Relier la structure moléculaire à la décohérence quantique
En utilisant les densités spectrales extraites, il est possible non seulement de comprendre la rapidité avec laquelle la décohérence se produit, mais également de déterminer quelle partie de l'environnement chimique est principalement responsable de la décohérence. En conséquence, les scientifiques peuvent désormais cartographier les voies de décohérence, reliant la structure moléculaire à la décohérence quantique.
« La structure moléculaire détermine les propriétés chimiques et physiques des substances » est un principe de base de la chimie. Ce principe guide la conception de molécules destinées aux applications modernes en médecine, en agriculture et en énergie. "Grâce à cette stratégie, nous pouvons enfin commencer à développer des principes de conception chimique pour les technologies quantiques émergentes", a déclaré Ignacio Gustin, étudiant diplômé en chimie à l'Université de Rochester et premier auteur de l'étude.

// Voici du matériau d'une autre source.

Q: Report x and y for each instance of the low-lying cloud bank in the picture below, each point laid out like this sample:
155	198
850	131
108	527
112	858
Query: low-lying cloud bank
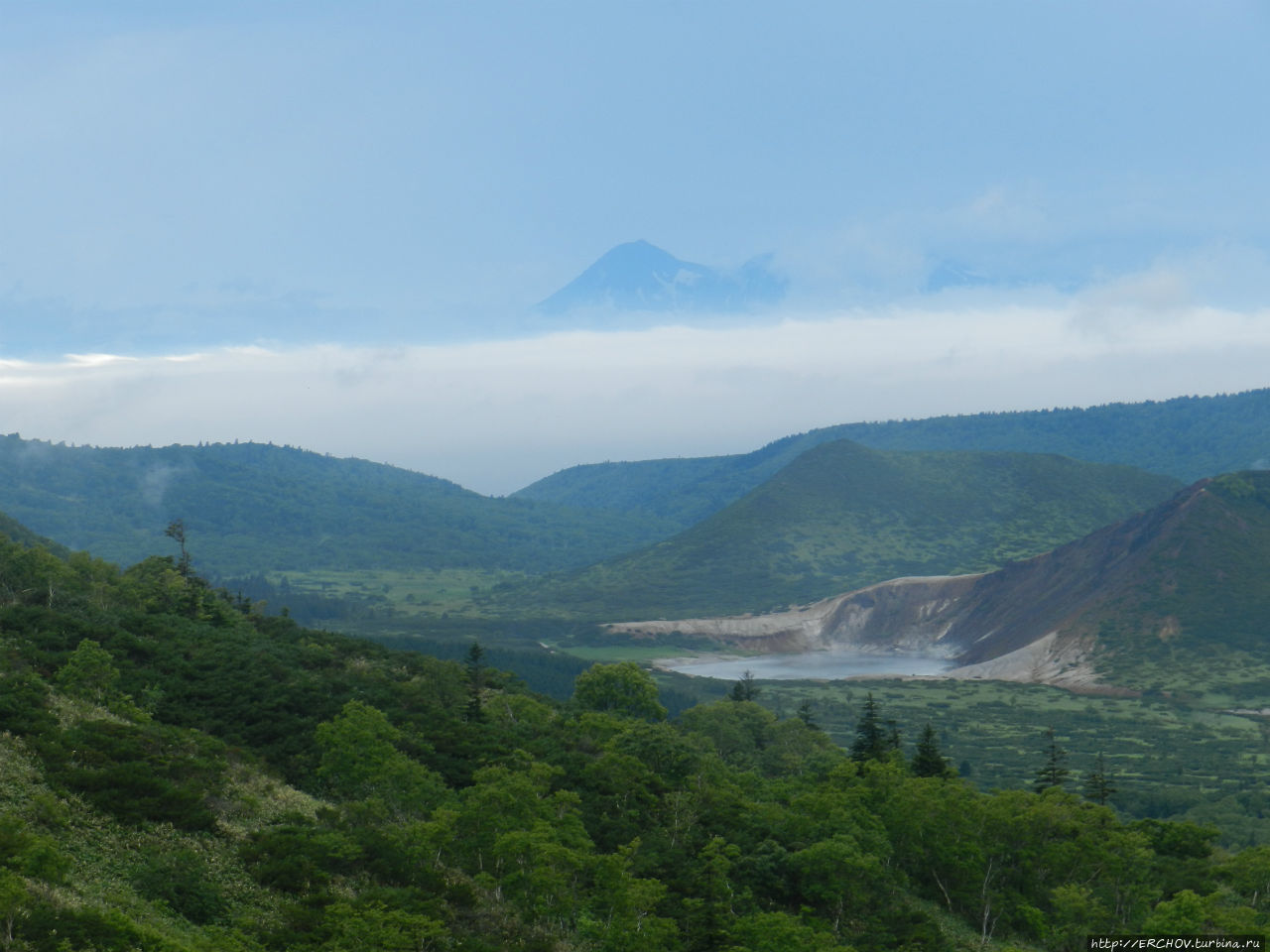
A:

Expériences Raman résonantes : outils clés
La percée a eu lieu lorsque l’équipe a réalisé que les expériences Raman résonnantes pouvaient fournir toutes les informations nécessaires pour étudier la décohérence dans toute sa complexité chimique. De telles expériences sont couramment utilisées pour étudier la photophysique et la photochimie, mais leur rôle dans la décohérence quantique n'a pas été apprécié. David McCamant, professeur agrégé au département de chimie de l'Université de Rochester et expert en spectroscopie Raman, et Chang Woo Kim, professeur à l'Université nationale de Chonnam en Corée du Sud et expert en décohérence quantique, ont fourni des informations importantes à travers des discussions avec eux au cours de leurs recherches postdoctorales à l'Université de Rochester.
Étude de cas : Décohérence du thymine
L’équipe a utilisé sa méthode pour montrer pour la première fois comment la thymine, l’un des éléments constitutifs de l’ADN, déroule la superposition électronique en seulement 30 femtosecondes (une femtoseconde équivaut à un millionième de milliardième de seconde) après avoir absorbé la lumière ultraviolette. Ils ont constaté que certaines vibrations dans la molécule dominaient les étapes initiales du processus de décohérence, tandis que le solvant dominait les étapes ultérieures. De plus, ils ont découvert que la modification chimique de la thymine modifie considérablement le taux de décohérence, les interactions de liaison hydrogène près du cycle thymine provoquant une décohérence plus rapide.
Implications et applications futures
À terme, l’étude de l’équipe ouvre la voie à la compréhension de la chimie de la décohérence quantique. "Nous sommes ravis d'utiliser cette stratégie pour enfin comprendre la décohérence quantique dans des molécules présentant une complexité chimique complète et de l'utiliser pour développer des molécules dotées de fortes propriétés cohérentes", a déclaré Franco.
Référence : « Mapping Electron Decoherence Pathways in Molecules », auteur : Ignacio Gustin, Chang Woo Kim, David W. McCamant et Ignacio Franco, 28 novembre 2023, « Actes de l'Académie nationale des sciences ».